During mitotic DSB repair, helicases act to prevent crossovers. During meiotic DSB repair, crossovers must be generated to promote chromosome segregation. However, these anti-crossover helicases are present and active, so there needs to be some mechanism to block their activities: an anti-anti-crossover. In many eukaryotes, the anti-anti-crossover activity is provided by the Msh4-Msh5 heterodimer.

Curiously, higher flies (Schizophora and other Muscomorpha) have lost Msh4 and Msh5. We have hypothesized that a complex of MCM proteins took over this job.

Mutations in the recombination defective (rec) gene were isolated by Rhoda Grell (1978) based on a severe decrease in meiotic crossing over (Grell 1978). We cloned the gene and found that it encodes the Drosophila ortholog of MCM8 (Blanton et al., 2005). Eukaryotic genomes encode six paralogous mini-chromosome maintenance proteins, MCM2-MCM7, that function together in replication fork licensing and as the replicative helicase.

MCM8 and MCM9 are found in many plants, protists, and animals, but have been lost from nematodes, most fungi, and some other lineages. In almost all species examined, there are orthologs of MCM8 and MCM9 or both are absent, suggesting the function together. The exception is higher flies, which have lost MCM9. Furthermore, has evolved under positive selection in the branch that separates higher flies from Nematocera (the sub-order of Diptera that includes mosquitoes, midges, and other flies), suggesting it acquired a new function.

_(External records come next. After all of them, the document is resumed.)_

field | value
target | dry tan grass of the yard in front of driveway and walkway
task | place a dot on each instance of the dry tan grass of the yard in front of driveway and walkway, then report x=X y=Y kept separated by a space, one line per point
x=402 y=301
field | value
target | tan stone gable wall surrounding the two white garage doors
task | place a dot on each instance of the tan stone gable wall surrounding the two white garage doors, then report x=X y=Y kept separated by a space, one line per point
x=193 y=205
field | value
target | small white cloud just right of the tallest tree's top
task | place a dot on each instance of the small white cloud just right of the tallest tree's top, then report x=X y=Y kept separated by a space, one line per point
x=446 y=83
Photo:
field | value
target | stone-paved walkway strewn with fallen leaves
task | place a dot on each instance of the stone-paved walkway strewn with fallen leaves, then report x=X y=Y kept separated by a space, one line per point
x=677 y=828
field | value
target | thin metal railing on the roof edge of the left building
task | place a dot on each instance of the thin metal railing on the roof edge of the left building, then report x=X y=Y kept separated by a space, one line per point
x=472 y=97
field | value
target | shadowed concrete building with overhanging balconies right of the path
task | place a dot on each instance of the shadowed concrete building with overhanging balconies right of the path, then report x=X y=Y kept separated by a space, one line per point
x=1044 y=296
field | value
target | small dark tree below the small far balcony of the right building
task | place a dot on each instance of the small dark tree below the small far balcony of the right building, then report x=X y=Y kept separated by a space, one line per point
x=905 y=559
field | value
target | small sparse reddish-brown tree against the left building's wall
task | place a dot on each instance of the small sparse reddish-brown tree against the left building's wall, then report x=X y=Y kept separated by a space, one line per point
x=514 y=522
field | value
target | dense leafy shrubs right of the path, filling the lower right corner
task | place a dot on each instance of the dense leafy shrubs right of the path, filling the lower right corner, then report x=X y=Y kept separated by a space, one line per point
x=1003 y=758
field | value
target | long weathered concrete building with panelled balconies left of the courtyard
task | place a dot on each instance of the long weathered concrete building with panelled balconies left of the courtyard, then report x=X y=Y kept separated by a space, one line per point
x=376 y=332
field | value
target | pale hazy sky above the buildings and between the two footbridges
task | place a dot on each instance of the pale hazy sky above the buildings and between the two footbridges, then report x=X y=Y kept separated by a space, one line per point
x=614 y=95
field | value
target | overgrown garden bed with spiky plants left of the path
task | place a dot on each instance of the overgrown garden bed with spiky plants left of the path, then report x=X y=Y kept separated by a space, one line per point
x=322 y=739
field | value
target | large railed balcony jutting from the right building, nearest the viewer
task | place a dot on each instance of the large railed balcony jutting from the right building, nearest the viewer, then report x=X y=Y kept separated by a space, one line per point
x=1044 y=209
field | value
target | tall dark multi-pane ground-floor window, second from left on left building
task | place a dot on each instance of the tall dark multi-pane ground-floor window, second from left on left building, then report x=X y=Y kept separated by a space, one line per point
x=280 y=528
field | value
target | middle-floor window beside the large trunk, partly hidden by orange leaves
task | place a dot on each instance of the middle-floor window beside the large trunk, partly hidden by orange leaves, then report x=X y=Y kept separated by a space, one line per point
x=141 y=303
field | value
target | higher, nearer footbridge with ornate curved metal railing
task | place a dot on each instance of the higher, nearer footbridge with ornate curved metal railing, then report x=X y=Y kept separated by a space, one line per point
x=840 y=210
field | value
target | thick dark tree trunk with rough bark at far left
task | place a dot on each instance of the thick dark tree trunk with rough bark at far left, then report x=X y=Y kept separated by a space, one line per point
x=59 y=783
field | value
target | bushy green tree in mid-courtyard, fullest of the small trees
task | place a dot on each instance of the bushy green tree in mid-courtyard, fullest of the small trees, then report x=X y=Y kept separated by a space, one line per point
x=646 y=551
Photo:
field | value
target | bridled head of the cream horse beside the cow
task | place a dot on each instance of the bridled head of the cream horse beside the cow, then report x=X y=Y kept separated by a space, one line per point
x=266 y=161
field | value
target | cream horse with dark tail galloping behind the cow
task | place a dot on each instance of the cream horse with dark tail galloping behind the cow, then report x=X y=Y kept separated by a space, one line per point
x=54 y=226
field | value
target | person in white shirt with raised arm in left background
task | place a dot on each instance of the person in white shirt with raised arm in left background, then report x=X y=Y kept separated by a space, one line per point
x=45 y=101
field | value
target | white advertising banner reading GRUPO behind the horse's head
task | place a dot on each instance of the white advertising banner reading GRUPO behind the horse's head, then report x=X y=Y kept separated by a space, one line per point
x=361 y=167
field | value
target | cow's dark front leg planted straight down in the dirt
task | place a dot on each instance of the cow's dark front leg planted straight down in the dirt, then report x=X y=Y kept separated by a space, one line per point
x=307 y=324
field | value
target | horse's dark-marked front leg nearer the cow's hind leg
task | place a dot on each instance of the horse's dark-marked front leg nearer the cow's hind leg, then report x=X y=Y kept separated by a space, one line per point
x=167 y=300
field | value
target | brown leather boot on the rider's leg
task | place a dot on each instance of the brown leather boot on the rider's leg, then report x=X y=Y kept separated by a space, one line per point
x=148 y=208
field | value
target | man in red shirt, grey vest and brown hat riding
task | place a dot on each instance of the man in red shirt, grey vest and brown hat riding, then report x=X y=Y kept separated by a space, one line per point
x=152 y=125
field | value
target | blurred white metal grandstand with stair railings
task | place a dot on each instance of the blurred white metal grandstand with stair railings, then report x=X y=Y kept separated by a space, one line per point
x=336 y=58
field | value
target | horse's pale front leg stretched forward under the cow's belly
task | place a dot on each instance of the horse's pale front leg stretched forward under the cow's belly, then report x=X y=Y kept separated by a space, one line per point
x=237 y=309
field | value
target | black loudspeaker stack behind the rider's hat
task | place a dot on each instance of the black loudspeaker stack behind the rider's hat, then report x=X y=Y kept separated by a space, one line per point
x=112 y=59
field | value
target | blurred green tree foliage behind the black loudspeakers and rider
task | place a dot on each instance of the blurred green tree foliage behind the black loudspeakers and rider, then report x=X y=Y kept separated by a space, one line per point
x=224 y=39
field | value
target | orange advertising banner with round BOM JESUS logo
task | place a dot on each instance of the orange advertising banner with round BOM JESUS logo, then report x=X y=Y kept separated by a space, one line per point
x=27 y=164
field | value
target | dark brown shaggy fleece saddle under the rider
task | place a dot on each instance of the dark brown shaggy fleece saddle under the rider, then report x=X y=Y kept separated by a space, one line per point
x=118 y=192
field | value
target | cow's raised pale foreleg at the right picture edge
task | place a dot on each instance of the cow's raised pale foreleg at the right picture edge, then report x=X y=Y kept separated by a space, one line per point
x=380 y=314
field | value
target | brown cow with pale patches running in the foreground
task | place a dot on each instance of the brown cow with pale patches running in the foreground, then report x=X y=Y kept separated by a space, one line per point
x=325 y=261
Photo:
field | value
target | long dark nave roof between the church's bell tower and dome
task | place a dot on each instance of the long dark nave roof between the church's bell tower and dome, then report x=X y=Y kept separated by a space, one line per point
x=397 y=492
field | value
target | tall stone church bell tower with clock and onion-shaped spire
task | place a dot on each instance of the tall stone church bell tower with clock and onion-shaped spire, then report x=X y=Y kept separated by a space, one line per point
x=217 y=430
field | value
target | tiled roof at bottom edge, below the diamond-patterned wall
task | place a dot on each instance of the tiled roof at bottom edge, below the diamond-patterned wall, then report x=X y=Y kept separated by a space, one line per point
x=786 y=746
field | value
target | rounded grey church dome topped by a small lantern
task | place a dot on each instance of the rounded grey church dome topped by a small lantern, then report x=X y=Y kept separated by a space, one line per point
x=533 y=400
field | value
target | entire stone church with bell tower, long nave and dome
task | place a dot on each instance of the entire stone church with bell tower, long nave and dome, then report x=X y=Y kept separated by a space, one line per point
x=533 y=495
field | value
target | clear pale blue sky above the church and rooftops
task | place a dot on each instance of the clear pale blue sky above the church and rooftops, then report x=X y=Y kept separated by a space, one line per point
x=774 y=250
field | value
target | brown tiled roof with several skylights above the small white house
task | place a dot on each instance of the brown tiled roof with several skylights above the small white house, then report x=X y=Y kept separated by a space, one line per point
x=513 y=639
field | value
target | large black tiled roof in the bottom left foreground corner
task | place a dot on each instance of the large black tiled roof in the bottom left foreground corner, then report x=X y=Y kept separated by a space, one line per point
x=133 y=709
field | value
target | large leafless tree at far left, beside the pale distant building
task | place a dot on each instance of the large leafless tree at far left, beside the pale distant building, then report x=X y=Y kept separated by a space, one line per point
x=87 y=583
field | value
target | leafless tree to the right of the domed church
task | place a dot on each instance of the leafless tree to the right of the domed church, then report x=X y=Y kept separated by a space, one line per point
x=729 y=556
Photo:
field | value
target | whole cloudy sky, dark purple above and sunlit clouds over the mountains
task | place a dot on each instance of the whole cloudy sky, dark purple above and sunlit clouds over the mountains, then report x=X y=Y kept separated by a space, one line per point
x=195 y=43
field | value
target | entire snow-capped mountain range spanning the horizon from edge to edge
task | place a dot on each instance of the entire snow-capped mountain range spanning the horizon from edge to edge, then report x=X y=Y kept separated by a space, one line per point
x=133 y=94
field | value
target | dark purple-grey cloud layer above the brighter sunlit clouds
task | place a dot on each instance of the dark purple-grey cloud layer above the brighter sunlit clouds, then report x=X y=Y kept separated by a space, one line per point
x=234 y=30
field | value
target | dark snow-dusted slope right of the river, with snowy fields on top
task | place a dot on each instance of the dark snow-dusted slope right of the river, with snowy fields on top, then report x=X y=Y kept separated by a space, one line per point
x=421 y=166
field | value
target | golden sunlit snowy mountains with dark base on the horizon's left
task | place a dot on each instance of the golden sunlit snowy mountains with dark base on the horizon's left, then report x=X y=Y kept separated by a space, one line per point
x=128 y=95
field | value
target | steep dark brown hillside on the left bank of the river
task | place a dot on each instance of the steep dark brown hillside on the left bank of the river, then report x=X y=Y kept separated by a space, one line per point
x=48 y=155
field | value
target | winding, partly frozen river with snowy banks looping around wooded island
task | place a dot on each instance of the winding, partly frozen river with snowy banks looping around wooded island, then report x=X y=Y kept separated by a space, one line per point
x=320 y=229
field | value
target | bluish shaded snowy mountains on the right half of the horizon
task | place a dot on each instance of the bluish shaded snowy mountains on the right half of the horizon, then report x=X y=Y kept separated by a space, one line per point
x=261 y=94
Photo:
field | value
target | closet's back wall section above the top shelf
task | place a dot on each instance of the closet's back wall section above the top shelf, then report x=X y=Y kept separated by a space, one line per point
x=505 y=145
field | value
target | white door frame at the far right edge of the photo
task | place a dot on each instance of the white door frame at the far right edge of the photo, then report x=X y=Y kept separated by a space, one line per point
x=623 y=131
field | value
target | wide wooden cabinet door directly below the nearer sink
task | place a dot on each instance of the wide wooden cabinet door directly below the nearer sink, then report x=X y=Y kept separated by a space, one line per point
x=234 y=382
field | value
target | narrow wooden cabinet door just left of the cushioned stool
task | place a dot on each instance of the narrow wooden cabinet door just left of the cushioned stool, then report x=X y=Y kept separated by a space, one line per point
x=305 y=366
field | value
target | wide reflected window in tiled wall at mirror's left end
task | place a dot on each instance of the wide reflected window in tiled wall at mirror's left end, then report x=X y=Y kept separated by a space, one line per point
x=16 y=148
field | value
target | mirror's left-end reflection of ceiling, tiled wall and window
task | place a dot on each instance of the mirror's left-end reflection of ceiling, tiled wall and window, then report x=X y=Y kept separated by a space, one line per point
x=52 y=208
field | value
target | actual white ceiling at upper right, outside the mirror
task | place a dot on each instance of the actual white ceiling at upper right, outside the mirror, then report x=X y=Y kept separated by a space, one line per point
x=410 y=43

We placed rec into a class of genes called "pre-condition", because their products were thought to be required for establishing conditions necessary for crossovers to form (Baker & Carpenter 1972). If we restrict the definition to include only null phenotypes, then the only other genes in this class are mei-217 and mei-218. MEI-217 and MEI-218 are translated as overlapping ORFs from the same transcript (Liu 2000).

MEI-217 and MEI-218 were initially described as "pioneer proteins," meaning they weren't similar to any known proteins. We used PHYRE, which compares consensus 2° structure prediction and 1° sequence to structure databases, to show that MEI-217 is shaped like the N-terminal MCM domain and MEI-218 has a C-terminal MCM-related ATPase-like domain. We then used a combination of yeast two-hybrid and co-IP from insect cell expression to show that MEI-217 interacts with both MEI-218 and REC. We called this the mei-MCM complex.